Common feedback received from corporate and government Members is that despite consistently delivering on product, Certified Suppliers can under deliver on customer service. This problem isn’t unique to Certified Suppliers; it is common amongst all SMEs. However, for Certified Suppliers, this is something they have to get right if they wish to compete for business with large corporate or government buyers.
Business to business (B2B) selling is more complex and nuanced than retail sales. It is based, more than anything, on the relationship you have with the purchasing organisation. In B2B selling, relationships are king. Here are five tips to help you be the master of B2B customer service.
1. Target the right Members
There is no general B2B market. Every business you want to sell to wants different things, has different motivations, and has a different procurement process. As such, a ‘spray and pray’ marketing approach will yield very few results. There is no point phoning and emailing every Member on the Supply Nation database and giving each of them the same pitch.
Break down the Supply Nation Members into industry categories. Establish which categories you can sell to and then map the reasons why you think the businesses would want to buy from you. Remember that Members are primarily interested in innovative and cost effective products – yes, being Indigenous is a point of difference, but that by itself is not enough to win you a sale.
Once you have completed this process you should only be left with a maximum of five Members. Certified Suppliers have direct access to a primary contact at these companies or government agencies - these people should be your first port of call.
2. Use the primary contact as a resource
Certified Suppliers can access the profiles of every Supply Nation Member via the Supply Nation website. Here, you will find the name and contact details of a ‘primary contact’ in that organisation. This person is the person that knows the most about the organisation’s supplier diversity efforts. They have been assigned the role because they have a special interest in boosting the amount of spend that organisation has with Certified Indigenous Suppliers. In other words, they are you best friend and the gatekeepers to that organisation’s procurement teams.
Developing a good relationship with the primary contact is essential, as they hold the answers to key questions like: Which categories does that organisation procure in? Who are the procurement Category Managers? What opportunities are available to your business? It is vital to know this information if you plan to do business with them.
If, for example, you sell food products and are in contact with one of the major Australian supermarket chains, you would ask the primary contact about which category your product would fit under. If you sold biscuits, they might tell you that you fall under the crackers, confectionary, and biscuits Category. The primary contact could tell you about the way contracts and purchases are made in that category, a bit about the Category Manager that owns that category, and finally, when the primary contact feels you are ready, they might put you in touch with the appropriate Category Manager. This backdoor entry to the Category Manager is the real benefit of Supply Nation Membership, so it is essential to use it appropriately.

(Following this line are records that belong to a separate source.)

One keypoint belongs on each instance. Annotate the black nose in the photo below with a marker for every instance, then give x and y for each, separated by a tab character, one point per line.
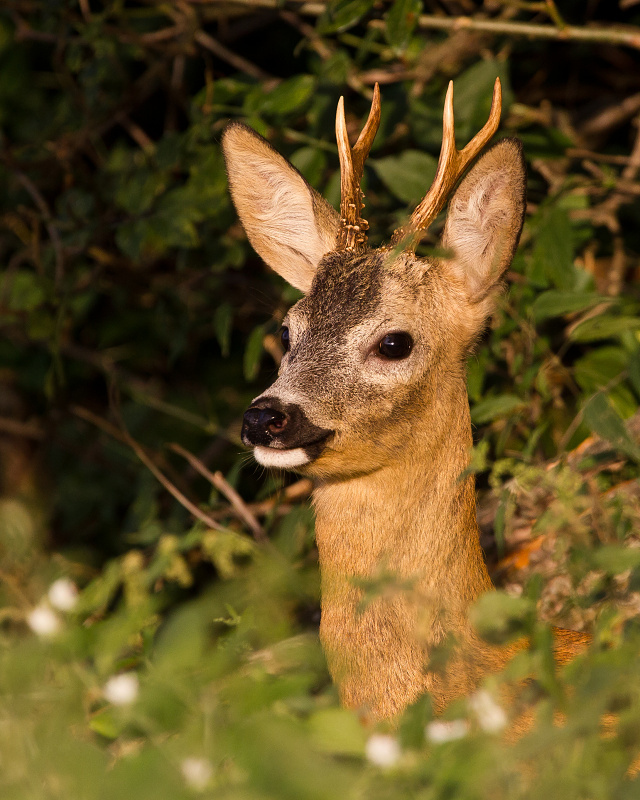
262	424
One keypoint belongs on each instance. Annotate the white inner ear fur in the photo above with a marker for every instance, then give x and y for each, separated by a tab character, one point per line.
485	218
288	223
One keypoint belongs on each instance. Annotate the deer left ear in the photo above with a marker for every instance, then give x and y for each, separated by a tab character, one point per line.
289	224
485	219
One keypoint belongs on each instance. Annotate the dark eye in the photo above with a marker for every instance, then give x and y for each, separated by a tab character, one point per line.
284	338
395	345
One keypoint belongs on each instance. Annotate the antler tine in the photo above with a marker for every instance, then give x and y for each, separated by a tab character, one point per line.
451	164
352	234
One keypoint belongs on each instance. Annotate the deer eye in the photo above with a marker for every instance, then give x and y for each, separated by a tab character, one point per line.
395	345
284	338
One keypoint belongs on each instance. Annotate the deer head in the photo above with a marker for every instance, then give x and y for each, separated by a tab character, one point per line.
379	333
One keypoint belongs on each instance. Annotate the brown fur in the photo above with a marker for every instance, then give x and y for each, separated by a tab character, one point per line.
392	510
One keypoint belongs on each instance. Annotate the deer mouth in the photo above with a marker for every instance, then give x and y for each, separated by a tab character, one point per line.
278	455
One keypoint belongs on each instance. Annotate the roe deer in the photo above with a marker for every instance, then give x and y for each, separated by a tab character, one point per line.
371	400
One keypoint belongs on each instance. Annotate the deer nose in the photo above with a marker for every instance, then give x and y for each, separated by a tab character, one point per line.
262	423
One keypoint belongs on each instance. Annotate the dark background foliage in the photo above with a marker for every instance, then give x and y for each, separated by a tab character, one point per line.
136	324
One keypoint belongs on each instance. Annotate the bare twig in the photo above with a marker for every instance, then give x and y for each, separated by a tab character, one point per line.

3. Build a relationship with the buyer
Building a trusting relationship with the appropriate procurement professional in the organisation you are targeting is, by far and away, the most important part of selling B2B. Although price is a factor to consider, having a relationship where you are talking regularly with the buyer and are even giving them advice on how to improve their supply chains and purchasing habits is an incredibly powerful way of winning and retaining business.
Gallup research showed that B2B relationships with irregular communication between the buyer and the purchaser were almost twice as likely to have less business after one year compared to those who have relationships with regular contact. B2B customer service is all about the way you manage your relationship with the buying organisation. If you burn a bridge, it will be very difficult to do business with that organisation in the future.
4. Ensure you are responsive
The relationship you build, however, should not be hollow. You have to be responsive to the demands of the buyer and you have to deliver on your promises. If the Category Manager alerts you to an RFX that they have put out and asks you to respond to it, make sure you do so promptly. Even if you don’t feel it is right for your business, let them know why – as they may be expecting you to respond.
Your proposals should be professional and well presented. They must answer every criteria in the RFX and they have to be delivered on time. These are minimum requirements if you expect to win business with Supply Nation Members.
5. Only promise what you can deliver
The final thing to remember is: do not over-promise. Procurement teams are trained to sniff out even the slightest risk that you might not be able to deliver on the proposal you have presented. This is one situation where the expression ‘fake it til you make it’ does not hold. Be prudent in what you say you can deliver. Do not say your organisation can deliver a national contract if it can’t actually deliver its products or services, simultaneously, to every state.
Again, this is because you have to cherish the relationship you have with the buyers within that organisation. If you respond to an opportunity and win, but fail to deliver on the contract, it will become a very big issue. Remediation and possibly legal action could be taken against your business, which is not what either party wants. If you are careful not to over-promise, this situation is far less likely to occur.
B2B sales are all about targeted relationship building. Supply Nation exists to facilitate these relationships, but the rest is up to you. By being responsive, prudent and constructive with buyers in our Member organisations, Certified Suppliers will help to leverage the goodwill Members have towards them and will then find success.